1. Eugene Kinckle Jones (1885-1954) served the National League on Urban Conditions among Negroes (after 1920, the National Urban League) as field secretary (1911), associate chief executive (1912-16), co-executive secretary (with George Haynes, 1916-17), executive secretary (1917-41), and general secretary (1941-50).
2. The National League on Urban Conditions among Negroes was organized in 1911 to study and improve the social and economic conditions of blacks in American cities.
3. In the spring of 1914, American Federation of Musicians 310 of New York City, the Musical Mutual Protective Union, began a campaign to organize black musicians in the city's theaters. The predominantly white local attempted to force employers to replace black nonunion musicians with union members, but offered to allow new black members up to four years in which to pay their initiation fee, reportedly $100.
4. Hugh Frayne was an AFL salaried organizer (1902-34) and beginning in 1910 was in charge of the AFL's New York City office. A member of Amalgamated Sheet Metal Workers' International Alliance 86 of Scranton, Pa., Frayne also chaired the labor division of the War Industries Board during the First World War.
5. D. Edward Porter served as secretary (1910-11) and president (1914, 1916-17) of Musicians' local 310.
6. Francis K. Carothers served as president of the American Federation of Musicians from 1914 to 1915. Having worked in both Chicago and Kansas City, Mo., he later moved to California where he became active in Musicians' local 47 of Los Angeles.

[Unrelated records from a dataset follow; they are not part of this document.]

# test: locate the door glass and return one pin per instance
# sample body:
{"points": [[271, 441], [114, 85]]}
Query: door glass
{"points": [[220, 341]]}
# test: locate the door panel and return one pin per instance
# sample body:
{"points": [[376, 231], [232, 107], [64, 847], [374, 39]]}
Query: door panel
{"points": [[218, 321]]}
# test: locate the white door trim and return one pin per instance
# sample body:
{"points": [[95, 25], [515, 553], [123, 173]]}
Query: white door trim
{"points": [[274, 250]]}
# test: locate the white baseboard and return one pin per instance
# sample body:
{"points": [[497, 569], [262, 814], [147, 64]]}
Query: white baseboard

7. At the AFL Executive Council's July 1913 meeting, held in Atlantic City, George Haynes, director of the National League on Urban Conditions among Negroes, appeared before the Council to secure the cooperation of the AFL and its affiliates in "educating the negro in union principles." The Council stated that the AFL was committed to "the thorough organization of all working people without regard to sex, religion, race, politics, or nationality" and would welcome the cooperation of the league in realizing this goal (The Samuel Gompers Papers, vol. 8, p. 504). The Council's statement was published in the AFL Weeklv News Letter of Aug. 9, 1913, under the heading "Colored Workers."
8. SG wrote Jones on Aug. 19, 1914, that he should contact Frayne in this matter but noted that each international affiliate had final jurisdiction over its own trade. SG sent Frayne a copy of Jones's letter and his reply the same day (reel 185, vol. 197, pp. 545 and 548, SG Letterbooks, DLC). No separate black musicians' local was chartered in New York City in 1914 or 1915.